PROF. DR. ARMIN GRUNWALD

Leiter des Büros für Technikfolgen-Abschätzung beim Deutschen Bundestag & Professor für Technikphilosophie und Technikethik

Themen:

  • Fahren oder gefahren werden? Zur Ethik des autonomen Fahrens

  • Herausforderung Fortschritt: Warum ist die Energiewende so schwer?

  • Die total vernetzte Welt – endet die Zeit des Individuums?

  • Digitale Konkurrenz - brauchen wir überhaupt noch Menschen, wenn die Technik immer besser wird?

  • Roboter – noch Technik oder zusehends schon Mensch?

 

Weitere Themen nach Vereinbarung bzw. auf Anfrage.

Der Physiker und Philosoph Prof. Dr.
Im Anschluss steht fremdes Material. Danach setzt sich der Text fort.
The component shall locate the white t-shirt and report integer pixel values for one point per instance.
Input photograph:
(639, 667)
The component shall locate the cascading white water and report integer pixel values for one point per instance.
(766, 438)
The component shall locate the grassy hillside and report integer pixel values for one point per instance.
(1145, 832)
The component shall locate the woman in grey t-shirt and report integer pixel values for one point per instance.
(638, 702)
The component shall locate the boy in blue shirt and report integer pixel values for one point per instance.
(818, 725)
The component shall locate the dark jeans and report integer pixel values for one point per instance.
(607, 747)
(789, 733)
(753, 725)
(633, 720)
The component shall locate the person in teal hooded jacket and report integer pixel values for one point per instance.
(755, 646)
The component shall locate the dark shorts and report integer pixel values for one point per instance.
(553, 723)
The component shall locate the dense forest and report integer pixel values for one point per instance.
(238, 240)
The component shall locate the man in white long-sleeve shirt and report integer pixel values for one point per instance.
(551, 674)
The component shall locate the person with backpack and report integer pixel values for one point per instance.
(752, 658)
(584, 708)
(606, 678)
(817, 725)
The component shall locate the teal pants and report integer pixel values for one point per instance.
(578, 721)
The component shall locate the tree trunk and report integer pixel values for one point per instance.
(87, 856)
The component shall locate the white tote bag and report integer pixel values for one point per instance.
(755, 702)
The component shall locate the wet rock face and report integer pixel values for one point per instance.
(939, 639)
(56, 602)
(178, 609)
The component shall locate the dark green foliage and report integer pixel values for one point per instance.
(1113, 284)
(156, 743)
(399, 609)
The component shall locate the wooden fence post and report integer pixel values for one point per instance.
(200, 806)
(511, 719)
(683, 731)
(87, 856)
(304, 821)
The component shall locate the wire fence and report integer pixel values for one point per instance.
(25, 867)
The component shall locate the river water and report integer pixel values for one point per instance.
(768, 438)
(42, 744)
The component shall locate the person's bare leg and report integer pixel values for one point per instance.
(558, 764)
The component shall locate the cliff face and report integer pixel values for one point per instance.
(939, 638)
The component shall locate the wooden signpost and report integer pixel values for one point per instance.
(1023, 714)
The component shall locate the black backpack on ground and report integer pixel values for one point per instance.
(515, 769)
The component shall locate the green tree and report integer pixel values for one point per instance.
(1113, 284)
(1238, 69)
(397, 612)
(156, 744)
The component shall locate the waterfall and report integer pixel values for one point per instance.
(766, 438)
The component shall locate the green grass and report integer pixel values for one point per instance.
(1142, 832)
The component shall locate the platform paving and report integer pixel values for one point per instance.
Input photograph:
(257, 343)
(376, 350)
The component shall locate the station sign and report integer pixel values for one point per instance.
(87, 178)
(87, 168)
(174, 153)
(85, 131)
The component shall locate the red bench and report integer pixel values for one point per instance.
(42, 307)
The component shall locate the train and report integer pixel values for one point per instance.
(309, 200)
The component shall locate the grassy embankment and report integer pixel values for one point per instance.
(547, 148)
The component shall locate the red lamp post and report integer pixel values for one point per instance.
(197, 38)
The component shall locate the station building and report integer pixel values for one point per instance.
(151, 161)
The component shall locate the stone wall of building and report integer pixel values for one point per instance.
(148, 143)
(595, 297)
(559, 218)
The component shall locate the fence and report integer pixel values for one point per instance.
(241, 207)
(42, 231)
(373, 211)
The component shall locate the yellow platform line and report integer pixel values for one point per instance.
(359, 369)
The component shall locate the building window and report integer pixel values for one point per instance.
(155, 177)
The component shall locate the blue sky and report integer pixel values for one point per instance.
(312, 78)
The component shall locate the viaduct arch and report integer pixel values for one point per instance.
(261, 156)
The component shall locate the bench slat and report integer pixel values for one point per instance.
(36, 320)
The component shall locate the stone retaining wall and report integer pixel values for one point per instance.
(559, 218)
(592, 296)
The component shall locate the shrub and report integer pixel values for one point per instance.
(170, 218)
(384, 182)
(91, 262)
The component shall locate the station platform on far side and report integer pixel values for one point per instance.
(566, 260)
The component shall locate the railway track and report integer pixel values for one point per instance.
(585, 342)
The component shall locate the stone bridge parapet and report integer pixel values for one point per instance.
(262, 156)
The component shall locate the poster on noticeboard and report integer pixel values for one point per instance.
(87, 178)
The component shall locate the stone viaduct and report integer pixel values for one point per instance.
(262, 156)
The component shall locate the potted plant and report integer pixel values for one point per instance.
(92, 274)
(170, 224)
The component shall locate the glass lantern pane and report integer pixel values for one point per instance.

Armin Grunwald gehört zu den bekanntesten Technikfolgenabschätzern Deutschlands und beschäftigt sich als solcher intensiv mit den Chancen und Herausforderungen, die vor allem technische und wissenschaftliche Innovationen für unseren Alltag und unsere Zukunft bedeuten.

Im Anschluss an ein Studium der Physik promovierte Grunwald 1987 zum Dr. rer. Nat. an der Universität zu Köln. Parallel dazu studierte er Mathematik und Philosophie und wurde 1998 an der Universität Marburg in Philosophie mit Erhalt der Lehrbefugnis habilitiert. Im Anschluss an seine Promotion arbeitete Grunwald unter anderem für das Deutsche Zentrum für Luft- und Raumfahrt, den Wissenschaftsrat und die Europäische Akademie zur Erforschung von Folgen wissenschaftlich-technischer Entwicklungen. Seit Oktober 1999 ist er Leiter des Instituts für Technikfolgenabschätzung und Systemanalyse (ITAS) in Karlsruhe, der weltweit größten Einrichtung für Technikfolgenabschätzung. Seit 2002 leitet er außerdem das Büro für Technikfolgen-Abschätzung beim Deutschen Bundestag (TAB). Und auch der Lehre ist Grunwald treu geblieben: 2007 übernahm er den Lehrstuhl für Technikphilosophie und Technikethik an der Universität Karlsruhe.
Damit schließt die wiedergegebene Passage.